Congestion getting worse as traffic levels rise, figures show

Motorists suffered average delays of 10 seconds per mile on England’s motorways and major A roads last year, the Department for Transport (DfT) said.

This was up 1% on 2018, indicating that congestion on the strategic road network – managed by Government-owned company Highways England – is getting worse amid record traffic levels.

The data suggests driving along a 10-mile section of road with a 60mph limit typically took 11 minutes and 35 seconds last year, compared with 10 minutes in free-flow conditions.

The DfT figures show 67% of additional time was needed to complete journeys in 2019 due to hold-ups.

Delays on local A roads in 2019 typically lasted 44 seconds per mile, up 2% year-on-year.

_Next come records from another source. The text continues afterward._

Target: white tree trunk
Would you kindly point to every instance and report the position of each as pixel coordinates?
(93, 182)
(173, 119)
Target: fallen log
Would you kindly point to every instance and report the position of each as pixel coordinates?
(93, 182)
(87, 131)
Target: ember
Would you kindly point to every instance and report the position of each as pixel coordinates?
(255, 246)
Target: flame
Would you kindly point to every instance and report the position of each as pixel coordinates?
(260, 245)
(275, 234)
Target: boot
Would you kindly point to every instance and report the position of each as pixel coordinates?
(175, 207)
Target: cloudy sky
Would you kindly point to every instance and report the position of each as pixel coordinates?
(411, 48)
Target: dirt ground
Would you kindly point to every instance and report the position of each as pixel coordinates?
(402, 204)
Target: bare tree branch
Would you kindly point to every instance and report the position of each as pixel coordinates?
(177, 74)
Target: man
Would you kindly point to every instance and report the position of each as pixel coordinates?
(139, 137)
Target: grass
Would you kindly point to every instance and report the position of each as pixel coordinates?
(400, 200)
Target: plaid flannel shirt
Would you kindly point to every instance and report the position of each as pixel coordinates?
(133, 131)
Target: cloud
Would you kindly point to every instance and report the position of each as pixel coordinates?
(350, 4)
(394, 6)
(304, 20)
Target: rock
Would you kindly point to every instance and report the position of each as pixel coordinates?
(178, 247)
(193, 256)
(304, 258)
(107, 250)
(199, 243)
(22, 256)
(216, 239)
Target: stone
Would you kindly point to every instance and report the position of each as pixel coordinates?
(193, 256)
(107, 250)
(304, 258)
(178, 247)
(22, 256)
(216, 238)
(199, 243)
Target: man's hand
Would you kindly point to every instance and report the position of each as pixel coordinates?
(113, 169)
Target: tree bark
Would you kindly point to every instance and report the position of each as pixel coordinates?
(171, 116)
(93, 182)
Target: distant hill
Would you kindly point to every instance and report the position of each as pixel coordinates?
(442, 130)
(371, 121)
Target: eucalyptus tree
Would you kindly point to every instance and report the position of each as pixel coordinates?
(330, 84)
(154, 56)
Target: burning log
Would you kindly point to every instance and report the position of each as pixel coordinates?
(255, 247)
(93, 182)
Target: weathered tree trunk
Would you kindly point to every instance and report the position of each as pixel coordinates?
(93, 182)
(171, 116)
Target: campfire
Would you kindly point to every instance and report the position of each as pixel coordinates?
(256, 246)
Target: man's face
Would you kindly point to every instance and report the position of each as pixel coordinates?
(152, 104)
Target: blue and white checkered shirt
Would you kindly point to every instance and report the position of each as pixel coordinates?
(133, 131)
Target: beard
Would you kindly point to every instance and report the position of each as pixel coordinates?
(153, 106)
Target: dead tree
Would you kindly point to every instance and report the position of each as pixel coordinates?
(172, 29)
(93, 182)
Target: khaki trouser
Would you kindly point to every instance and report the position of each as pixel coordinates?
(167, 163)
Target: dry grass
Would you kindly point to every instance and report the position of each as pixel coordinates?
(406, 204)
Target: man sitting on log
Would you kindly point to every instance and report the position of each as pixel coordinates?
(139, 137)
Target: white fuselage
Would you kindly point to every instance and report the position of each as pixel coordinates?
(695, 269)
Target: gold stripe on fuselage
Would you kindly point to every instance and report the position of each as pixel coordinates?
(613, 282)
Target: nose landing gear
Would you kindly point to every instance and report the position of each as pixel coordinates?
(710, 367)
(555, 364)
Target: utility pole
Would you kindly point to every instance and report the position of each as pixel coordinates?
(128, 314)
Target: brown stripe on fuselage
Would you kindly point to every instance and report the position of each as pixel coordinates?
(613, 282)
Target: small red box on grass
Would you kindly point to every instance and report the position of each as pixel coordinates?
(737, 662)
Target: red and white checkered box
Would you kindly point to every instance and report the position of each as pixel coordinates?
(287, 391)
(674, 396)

RAC head of roads policy Nicholas Lyes said: “Regular drivers on England’s major roads won’t be surprised to hear that congestion in many areas is worsening.

“These figures also chime with RAC research that indicates around two-thirds of drivers (65%) believe that journey times on these roads are becoming less reliable.

“While the reasons for this may be complex, record levels of road traffic combined with drivers admitting that they are becoming increasingly dependent on the car are both likely to be significant factors.

“In many cases, drivers have no choice other than to use their vehicles, meaning there is a strong case for continued, sustained investment in England’s major roads.

“It’s also worth remembering that Highways England is in the middle of an ambitious road investment strategy, with many parts of the network being converted to smart motorways and other upgrades happening elsewhere.

“The knock-on effect of these roadworks is likely to mean more congestion on the network, at least in the short term.”